La lotta alla pedopornografica digitale è necessaria, tuttavia molteplici Governi hanno fatto leva proprio sul desiderio di tutelare gli infanti al fine di ampliare i confini di manovra delle proprie agenzie di sicurezza. Tra i punti di attrito più marcati del rapporto tra sorveglianza e riservatezza spicca quello della crittografia dei messaggi, una pratica capace di difendere la privacy, ma che complica non poco l’estrazione di informazioni, sia da parte degli agenti coinvolti in eventuali indagini, sia dagli algoritmi che potrebbero prevenire automaticamente la diffusione dei contenuti proibiti. Il senso della crittografia è d’altronde proprio quello: garantire la possibilità alle persone di comunicare senza che queste siano sottoposte al vaglio di un organo autoritario e censorio.

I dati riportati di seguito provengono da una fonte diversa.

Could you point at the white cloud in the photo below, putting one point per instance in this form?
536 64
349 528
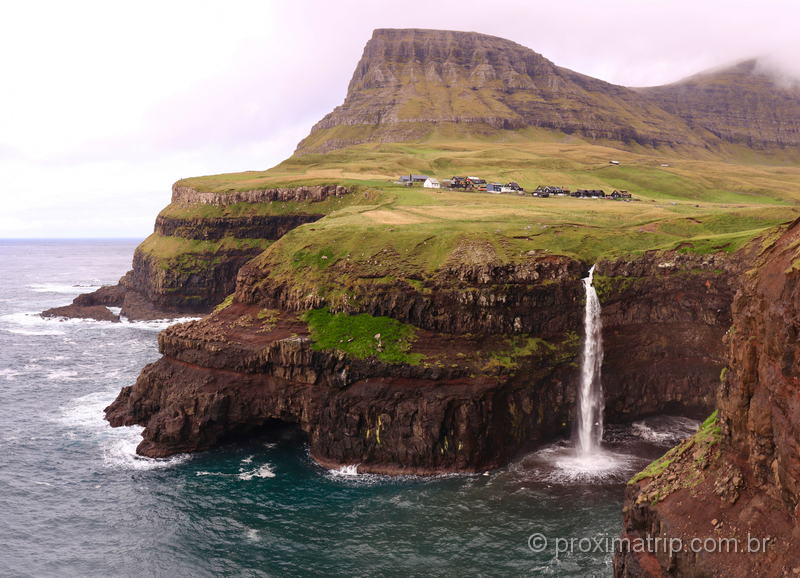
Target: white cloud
104 105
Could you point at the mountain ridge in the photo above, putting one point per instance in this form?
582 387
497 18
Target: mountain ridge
409 82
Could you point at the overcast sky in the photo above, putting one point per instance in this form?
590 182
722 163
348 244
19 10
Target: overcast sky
104 105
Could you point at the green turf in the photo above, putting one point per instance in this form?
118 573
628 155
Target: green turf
362 336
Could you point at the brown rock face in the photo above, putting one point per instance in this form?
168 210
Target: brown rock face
664 317
229 374
409 81
750 482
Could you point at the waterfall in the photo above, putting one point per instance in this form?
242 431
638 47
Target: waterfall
590 394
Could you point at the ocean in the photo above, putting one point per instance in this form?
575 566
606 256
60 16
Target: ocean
75 500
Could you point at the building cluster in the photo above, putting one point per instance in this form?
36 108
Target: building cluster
471 183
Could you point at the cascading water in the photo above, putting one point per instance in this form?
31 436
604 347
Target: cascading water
590 394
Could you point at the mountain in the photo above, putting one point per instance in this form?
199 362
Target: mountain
745 104
411 84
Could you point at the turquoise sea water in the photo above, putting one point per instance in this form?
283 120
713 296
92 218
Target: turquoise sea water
76 501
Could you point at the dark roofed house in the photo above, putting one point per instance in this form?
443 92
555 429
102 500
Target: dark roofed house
589 193
412 179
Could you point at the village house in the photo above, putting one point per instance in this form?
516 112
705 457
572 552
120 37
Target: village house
625 195
512 187
589 194
410 180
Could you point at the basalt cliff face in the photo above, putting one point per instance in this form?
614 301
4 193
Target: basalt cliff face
748 104
498 348
740 477
664 317
411 83
189 264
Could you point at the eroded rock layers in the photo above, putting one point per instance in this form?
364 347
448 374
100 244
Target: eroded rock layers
739 479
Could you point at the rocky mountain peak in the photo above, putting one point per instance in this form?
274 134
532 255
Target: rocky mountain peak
411 83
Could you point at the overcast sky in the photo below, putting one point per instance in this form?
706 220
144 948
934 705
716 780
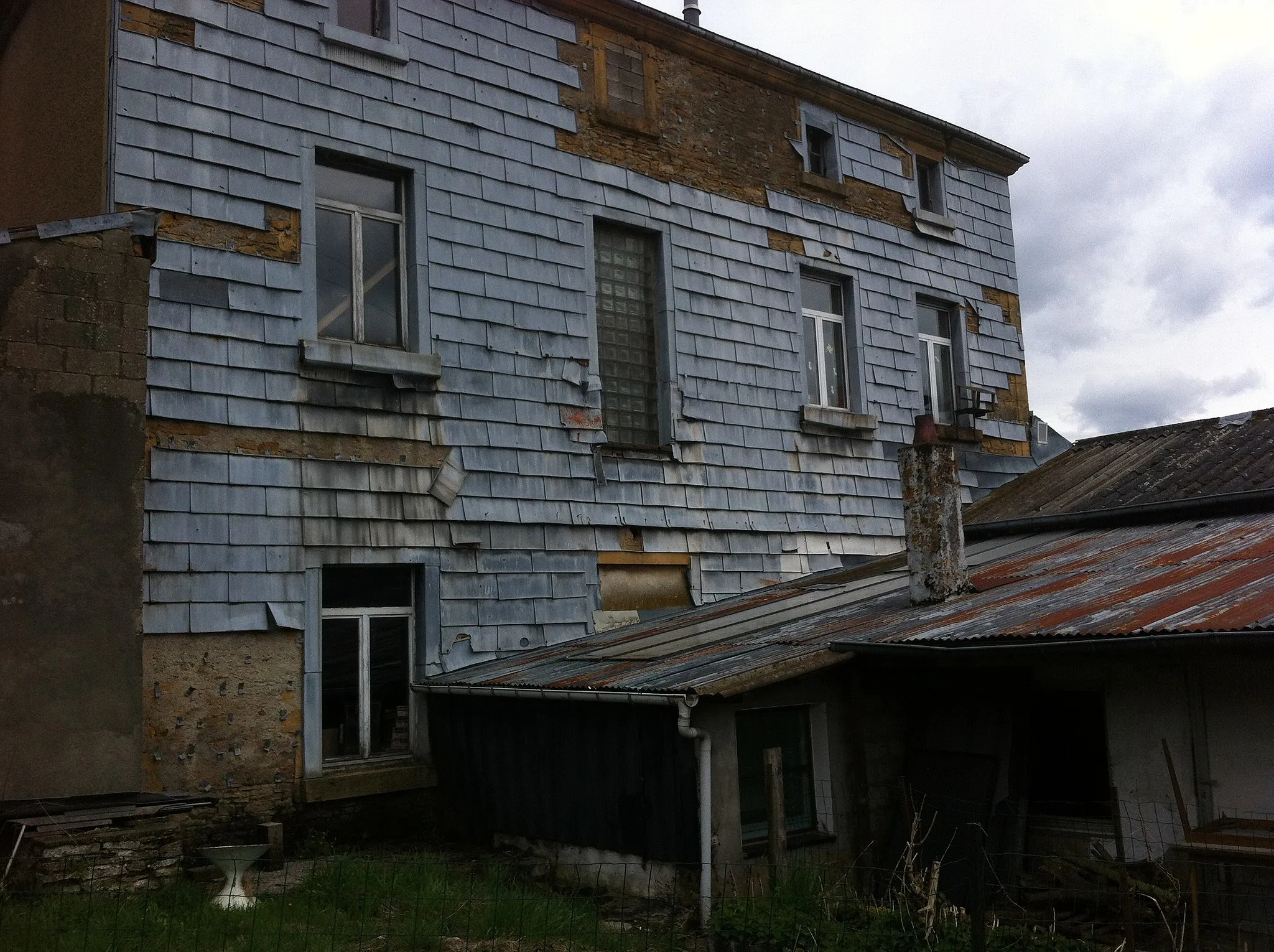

Lo stralcio normativo presentato dalla Commissione europea nel maggio del 2022 non era piaciuto allo European Data Protection Supervisor (EDPS) e allo European Data Protection Board (EDPB), gli organi che si occupano di supervisionare il rispetto del diritto fondamentale alla privacy. Secondo le due agenzie, la proposta conteneva molteplici problemi formali, primo tra tutti l’approccio estremamente ambiguo nel definire quale genere di “rischio significativo” fosse in grado di valicare i normali confini di legge. Nello specifico, le entità UE vorrebbero assicurare che simili urgenze possano trasformarsi in mandati giudiziari attraverso cui un tribunale imponga ad aziende quali Meta e Google di scandagliare i messaggi degli utenti, cosa che di fatto vanificherebbe o annullerebbe l’efficacia del criptarne i contenuti.

EDPS ed EDPB sono quindi fortemente contrari all’introduzione della norma per come è al momento discussa, tuttavia nessuno dei due organi ha poteri esecutivi, solamente consultivi, quindi sono costretti a portare avanti la loro crociata su un piano che è prettamente diplomatico. In tal senso sono innegabilmente molto attivi: recentemente è emerso il contenuto parziale di uno shadow meeting tenutosi il 14 dicembre 2022, contesto in cui il Supervisore dell’EDPS, Wojciech Wiewiórowski, ha adottato toni decisamente espliciti e incisivi. «Questa Proposta crea un’illusione di legalità introducendo numerose “tutele” procedurali che, tuttavia, non cambiano fondamentalmente la sostanza, ovvero la mole di accesso generalizzato ai contenuti delle comunicazioni interpersonali di molti, se non di tutti, gli utenti», ha esplicitato nella il tecnico nella sua dichiarazione d’apertura.

«Quando l’essenza di un diritto fondamentale è compromesso, non è possibile rimediare o assicurare il principio di proporzionalità adducendo a tutele», ha sostenuto esplicitamente Wiewiórowski. Il messaggio, neppure troppo velato, è che, qualora il progetto procedesse senza alterazioni, si finirà in un modo o nell’altro a dover interpellare la Corte di giustizia europea, entità che già in passato si era espressa contraria a simili interventi draconiani. Le insidie immediate non sono tuttavia così facilmente risolvibili, l’iter giudiziario richiede tempi relativamente lunghi, quindi la controversa legge non solo rischia di essere effettivamente passata, ma potrebbe addirittura rimanere valida per anni, prima che qualcuno possa attestare ufficialmente se le sue derive si muovano o meno in contrapposizione ai diritti fondamentali dell’uomo.